Ce que nous n’avions pas compris aussi, c’est qu’organiser un tel "conseil des chefs" alors que le pays était en pleine guerre civile, et que la ville de Man était occupée par les forces rebelles, était extrêmement risqué. Cela aurait pu être pris par les rebelles comme un complot ou un conseil de guerre ! Certains jeunes nous ont avoué plus tard avoir fait 800km à l’arrière de camions de marchandises pour pouvoir assister à cette rencontre. C’est en entendant ces récits, que certains nous ont livré avec parfois beaucoup d’émotion, que nous avons compris que l’événement auquel nous avions assisté était un véritable moment historique : C’était l’instant solennel des retrouvailles officielles entre la tribu Dan et le peuple d’Israël… C’est ce que dans mon métier on appelle un "scoop"… Et finalement, même si on ne peut vraiment parler d’enquête anthropologique, on peut affirmer que c’était la première étape des Danites pour faire connaître au monde leur existence…

TR : Mais l’enquête ne s’est pas arrêtée là ?

DS : Non, bien sur que non ! Maintenant que les formalités officielles étaient passées, il fallait reprendre notre enquête. Et il est clair que ce n’est pas en restant dans la grande ville de Man que cela pouvait se faire.

TR : Alors comment trouver des traces ou des preuves d’un passé hébraïque ?

DS : Pour en trouver, il nous a fallu nous enfoncer dans la montagne à la rencontre d’animistes et de sorciers qui pratiquaient encore des rites païens. Et voir s’il y avait dans leurs rites des choses qui ressembleraient à ce qui avait pu être les rites des Hébreux avant la destruction du premier Temple ou bien des rites cananéens ou assyriens…

TR : Et vous en avez trouvé ?

DS : Oui ! D’abord les Danites croient en un Dieu unique et invisible, qu’ils vénèrent certes par l’intermédiaire d’un masque. Ce Dieu unique a un nom que l’on n’a pas le droit de prononcer. Et il s’agit en fait du Tetragam. A la place de ce nom ils disent : "Atanaï" (Adonaï ?). Ils ont aussi un jour saint, qui n’est autre que le samedi, qu’ils appellent "Saabaa". Mot qu’ils traduisent par "Jour du Sacrifice" ou "Jour de la crainte". Ce jour là, pour le peuple Dan, le travail est formellement interdit. Les sacrifices en question sont des offrandes de semoule mélangée avec de l’huile (comme le Korbane Minh’a au Temple de Jérusalem).

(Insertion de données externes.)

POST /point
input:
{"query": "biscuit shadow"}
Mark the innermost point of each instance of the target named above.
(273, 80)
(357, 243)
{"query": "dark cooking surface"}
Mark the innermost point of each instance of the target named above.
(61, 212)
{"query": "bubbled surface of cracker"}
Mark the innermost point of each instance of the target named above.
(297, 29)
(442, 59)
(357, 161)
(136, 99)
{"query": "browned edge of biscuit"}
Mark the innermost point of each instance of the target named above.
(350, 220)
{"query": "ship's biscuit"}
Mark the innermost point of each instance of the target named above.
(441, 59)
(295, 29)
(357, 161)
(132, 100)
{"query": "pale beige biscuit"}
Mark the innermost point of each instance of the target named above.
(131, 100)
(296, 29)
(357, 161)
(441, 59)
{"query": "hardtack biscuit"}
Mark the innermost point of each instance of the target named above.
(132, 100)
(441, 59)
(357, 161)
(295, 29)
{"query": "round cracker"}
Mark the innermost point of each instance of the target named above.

Ils pratiquent bien sûr la circoncision, que les Dan considèrent comme une "marque distinctive". Et pour eux c’est quelque chose de fondamental. Un non-circoncis n’est absolument pas considéré. Il ne peut se marier avec une Danite, ni prendre part aux décisions de la communauté. (C’est d’ailleurs sous le prétexte que nous étions circoncis que nous avons été autorisés à assister aussi bien au "conseil des chefs" qu’à rencontrer les sorciers et prêtres animistes).

TR : En Afrique, la circoncision est une pratique courante, je crois ?

DS : En effet. C’est pourquoi je ne pense pas que l’on puisse dire que la circoncision est la "marque" des Danites. Par contre, ce qui peut-être les distingue encore des autres peuples ivoiriens est le fait qu’ils ont gardé, jusqu’à aujourd’hui, des règles de pureté familiale ! Des personnes (y compris un anthropologue) m’ont dit qu’il s’agit d’un comportement tout à fait exceptionnel en Afrique et en Cote d’Ivoire.

TR : Y a-t-il d’autres ressemblances avec le judaïsme ?

DS : Oui. Comme le vêtement traditionnel, ’le "Baoué" qui, avec ses 7 bandes bleues, ressemble à un thalite. J’ai d’ailleurs vu au Musée des civilisations à Abidjan un "Pagne Yacouba" antique, qui avait d’étranges noeuds sur les côtés. Il y a aussi la langue, où l’on retrouve beaucoup de mots hébraïques, surtout dans les expressions spirituelles. Mais il y a aussi des fêtes, une sorte de Kidouche, et plein d’autres pratiques issues de la Thora comme le "Lévirat" ou les lois sur les champs… Mais je vous invite à regarder le deuxième épisode pour en savoir plus…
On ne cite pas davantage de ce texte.